Something missing when White Day came and all her friends got their Valentine's Day chocolates returned, while all the boys who had flirted with her just yesterday suddenly became nervous about her shady family name, and that brother of hers. . . . Wasn't he the one who founded _that_ club when he was in high school here? The one with the voodoo and conspiracies? You never know, he might curse you if you try anything.

She felt sometimes like that hermitess in the poem by Princess Shikishi they read in Classical Grammar: _The paulownia leaves/ are hard to make a way through/ so thick they have fallen/ Although it is not as if/ I'm expecting anyone._

It would not have been inappropriate to write the "kiri" in her name with the character for the paulownia tree. The empress tree. For this meager descendant of czarinas. Her girlfriends were always lauding her shiny, flaxen hair and soft skin, rubbing her wrists admiringly like one might caress the tree's wide, velvety summer leaves. Her admirers were always complimenting her eyes that were like Czech glass, or leaning in over their desks hoping to catch the scent of her when her gaze was turned to the front of the classroom—like one might look forward to those purple spires of fragrant flowers in spring. And then there was Kuretake, more a mother to her than the woman who gave birth to her, always lamenting how she had grown up as fast as a weed.

Yet when the longer nights of autumn came, it was like there were giant leaves lying thick across her pathway, and she could only quell that same old feeling of abandonment by telling herself, Well, it's not as though I was really expecting anyone. Right?

Yet, when Kirimi was ready to come clean and be honest with herself, she would find there was one person she wanted to see more than any other.

And she would admit her true name wasn't so bad at all. In fact, she loved it most of all, not because it was hers, but because it was the name _he_ knew her by. Her older brother. Her prince. Umehito.

So he had a black Rolls Royce instead of a white horse. So he spent most of his time in a dark office rather than one of those Gothic castles from her childhood fairy tales, and wore a pressed black suit instead of shining armor, and dyed his fair hair raven black. So everyone said he was a little eccentric. He was her Prince Charming nonetheless, and she loved him more dearly than anything else in the world.

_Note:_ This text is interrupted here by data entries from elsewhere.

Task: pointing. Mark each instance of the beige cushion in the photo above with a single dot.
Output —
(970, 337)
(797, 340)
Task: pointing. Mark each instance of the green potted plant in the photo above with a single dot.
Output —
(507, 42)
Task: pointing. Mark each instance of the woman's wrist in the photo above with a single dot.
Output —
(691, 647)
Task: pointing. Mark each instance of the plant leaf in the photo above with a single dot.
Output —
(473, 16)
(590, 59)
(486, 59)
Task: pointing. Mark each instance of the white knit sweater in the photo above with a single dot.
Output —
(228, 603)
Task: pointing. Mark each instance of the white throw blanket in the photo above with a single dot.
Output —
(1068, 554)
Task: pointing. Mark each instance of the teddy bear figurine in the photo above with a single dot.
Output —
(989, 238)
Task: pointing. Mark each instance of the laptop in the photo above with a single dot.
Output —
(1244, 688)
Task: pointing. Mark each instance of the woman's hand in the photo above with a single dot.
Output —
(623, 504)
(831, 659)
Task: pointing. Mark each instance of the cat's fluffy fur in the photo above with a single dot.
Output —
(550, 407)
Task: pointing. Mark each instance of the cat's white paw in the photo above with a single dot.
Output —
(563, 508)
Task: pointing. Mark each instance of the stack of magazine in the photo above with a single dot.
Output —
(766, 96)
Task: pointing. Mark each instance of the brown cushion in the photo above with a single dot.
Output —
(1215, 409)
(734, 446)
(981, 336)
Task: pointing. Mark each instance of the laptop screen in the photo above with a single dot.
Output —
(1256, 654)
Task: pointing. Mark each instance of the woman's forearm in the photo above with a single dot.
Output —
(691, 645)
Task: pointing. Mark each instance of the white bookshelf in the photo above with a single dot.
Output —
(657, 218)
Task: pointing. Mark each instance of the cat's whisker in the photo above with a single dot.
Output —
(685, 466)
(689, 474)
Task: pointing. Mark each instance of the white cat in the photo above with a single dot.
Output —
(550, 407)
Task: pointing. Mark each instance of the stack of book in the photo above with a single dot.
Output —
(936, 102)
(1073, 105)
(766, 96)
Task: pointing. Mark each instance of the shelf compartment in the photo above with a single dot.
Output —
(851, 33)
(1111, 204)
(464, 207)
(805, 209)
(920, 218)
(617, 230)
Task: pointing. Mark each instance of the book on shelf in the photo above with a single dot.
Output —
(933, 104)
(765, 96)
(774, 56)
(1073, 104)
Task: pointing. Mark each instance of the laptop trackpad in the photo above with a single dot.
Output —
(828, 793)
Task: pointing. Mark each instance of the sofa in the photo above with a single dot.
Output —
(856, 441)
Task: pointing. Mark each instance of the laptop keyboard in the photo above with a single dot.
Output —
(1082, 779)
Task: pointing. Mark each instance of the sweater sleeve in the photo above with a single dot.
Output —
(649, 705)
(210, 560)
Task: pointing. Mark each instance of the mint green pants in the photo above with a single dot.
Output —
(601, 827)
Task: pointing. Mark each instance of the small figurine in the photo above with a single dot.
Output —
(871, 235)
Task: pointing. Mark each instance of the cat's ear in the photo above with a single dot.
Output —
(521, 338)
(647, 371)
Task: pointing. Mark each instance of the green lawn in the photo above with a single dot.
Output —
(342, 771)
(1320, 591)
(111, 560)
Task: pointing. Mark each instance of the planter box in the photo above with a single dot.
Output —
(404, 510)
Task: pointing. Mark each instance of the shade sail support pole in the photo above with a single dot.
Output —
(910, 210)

They were separated by more than a decade: when he left high school she was just entering the first grade. And when they were both living at home, their respective fears mostly kept them apart, hers of the dark and his of the light. But since he wouldn't grow out of his, she grew out of hers, out of necessity if nothing else.

It wasn't as hard as she had feared. After all, he was her sun; and she could tell, when she dropped by his work to visit him after school—even in the dark room with the lights turned down and just a hint of daylight coming through the blinds—when she wrapped her arms around him from behind and felt him melt like winter snow making way for the first plum blossoms she so looked forward to every February, she could tell she was his, too.

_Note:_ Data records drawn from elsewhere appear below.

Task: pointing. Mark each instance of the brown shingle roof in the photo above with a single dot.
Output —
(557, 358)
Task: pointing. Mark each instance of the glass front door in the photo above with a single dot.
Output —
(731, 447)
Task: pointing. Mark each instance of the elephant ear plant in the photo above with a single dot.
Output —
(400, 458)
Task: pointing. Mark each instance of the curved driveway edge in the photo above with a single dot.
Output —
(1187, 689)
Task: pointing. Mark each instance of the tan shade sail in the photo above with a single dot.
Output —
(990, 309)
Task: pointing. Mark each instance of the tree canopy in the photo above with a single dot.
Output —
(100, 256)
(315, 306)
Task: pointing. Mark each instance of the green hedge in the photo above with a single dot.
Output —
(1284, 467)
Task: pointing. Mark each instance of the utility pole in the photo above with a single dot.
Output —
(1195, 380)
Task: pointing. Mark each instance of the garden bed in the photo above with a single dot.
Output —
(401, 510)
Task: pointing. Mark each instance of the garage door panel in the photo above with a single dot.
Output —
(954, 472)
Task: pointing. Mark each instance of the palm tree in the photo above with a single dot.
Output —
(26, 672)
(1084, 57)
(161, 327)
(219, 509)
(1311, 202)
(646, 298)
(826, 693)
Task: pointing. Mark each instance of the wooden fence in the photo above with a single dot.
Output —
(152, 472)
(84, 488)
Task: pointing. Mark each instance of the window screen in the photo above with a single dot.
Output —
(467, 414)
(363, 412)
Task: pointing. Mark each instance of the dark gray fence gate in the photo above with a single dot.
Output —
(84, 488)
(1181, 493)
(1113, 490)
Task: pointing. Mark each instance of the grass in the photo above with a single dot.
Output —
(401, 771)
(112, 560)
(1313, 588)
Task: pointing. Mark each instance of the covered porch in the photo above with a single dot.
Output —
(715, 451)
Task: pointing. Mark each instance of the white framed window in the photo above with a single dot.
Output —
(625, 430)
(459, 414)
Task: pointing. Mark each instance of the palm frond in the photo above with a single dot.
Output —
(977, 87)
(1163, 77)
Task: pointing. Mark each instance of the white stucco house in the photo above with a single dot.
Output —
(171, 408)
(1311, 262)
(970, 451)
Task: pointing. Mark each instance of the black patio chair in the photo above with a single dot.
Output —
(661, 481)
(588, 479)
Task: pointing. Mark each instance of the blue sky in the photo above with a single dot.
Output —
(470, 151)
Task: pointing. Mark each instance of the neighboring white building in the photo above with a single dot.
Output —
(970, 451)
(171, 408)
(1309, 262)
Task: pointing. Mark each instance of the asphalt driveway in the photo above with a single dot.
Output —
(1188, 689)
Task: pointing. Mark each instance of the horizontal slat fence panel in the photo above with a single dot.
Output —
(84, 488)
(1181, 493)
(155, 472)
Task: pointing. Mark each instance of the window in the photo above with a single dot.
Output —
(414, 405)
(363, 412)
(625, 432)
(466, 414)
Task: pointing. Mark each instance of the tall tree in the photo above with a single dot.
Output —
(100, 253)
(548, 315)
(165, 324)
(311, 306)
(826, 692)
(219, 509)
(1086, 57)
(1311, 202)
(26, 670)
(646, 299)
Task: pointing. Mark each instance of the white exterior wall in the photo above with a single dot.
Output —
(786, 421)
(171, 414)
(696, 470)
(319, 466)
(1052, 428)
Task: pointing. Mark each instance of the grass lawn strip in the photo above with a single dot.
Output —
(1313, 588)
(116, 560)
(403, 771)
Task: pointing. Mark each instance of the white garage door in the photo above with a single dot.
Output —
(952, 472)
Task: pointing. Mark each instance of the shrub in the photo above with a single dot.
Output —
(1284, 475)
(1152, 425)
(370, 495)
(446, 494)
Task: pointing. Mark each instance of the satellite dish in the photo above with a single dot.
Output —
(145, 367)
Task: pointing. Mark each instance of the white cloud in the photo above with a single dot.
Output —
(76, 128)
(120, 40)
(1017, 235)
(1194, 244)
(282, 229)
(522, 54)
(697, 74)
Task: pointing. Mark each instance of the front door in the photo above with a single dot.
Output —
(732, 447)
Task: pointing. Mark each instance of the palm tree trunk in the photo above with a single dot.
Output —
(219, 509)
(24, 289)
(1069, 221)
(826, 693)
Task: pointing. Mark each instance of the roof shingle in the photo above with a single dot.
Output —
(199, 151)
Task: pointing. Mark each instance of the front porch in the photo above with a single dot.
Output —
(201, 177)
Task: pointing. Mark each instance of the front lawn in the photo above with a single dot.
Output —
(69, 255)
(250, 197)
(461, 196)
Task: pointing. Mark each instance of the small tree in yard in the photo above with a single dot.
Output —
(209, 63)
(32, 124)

When he called her name, when he murmured it next to her ear, it was her true name that came through in the gentle inflection in his voice. With gratitude and relief. Like he had glimpsed some elusive, beautiful thing somewhere in the mist and couldn't believe he actually had it there in his arms, it went to her soul.

And she could tell he meant it—that when he looked up in the middle of a busy day, a busy week, and saw the smile she had brought just for him, it was like a searchlight guiding his way through the haze of it all. She could see it in those eyes she still dreamed about when she gazed up at that portrait of him that hung above the stairs back home, still after all these years, painted when he was the same age she was now. Those eyes that looked so jaded and weary to the rest of the world—she knew how quickly they could light up from within just like they did all those years ago.

That was why, when she signed her name, she always wrote out the syllables now—_Ki-ri-mi_—and let others guess which Chinese characters had originally gone with them. Even if they guessed the right ones, she knew her secret was still safe, because only someone who understood magic would understand the power a person's true name can wield.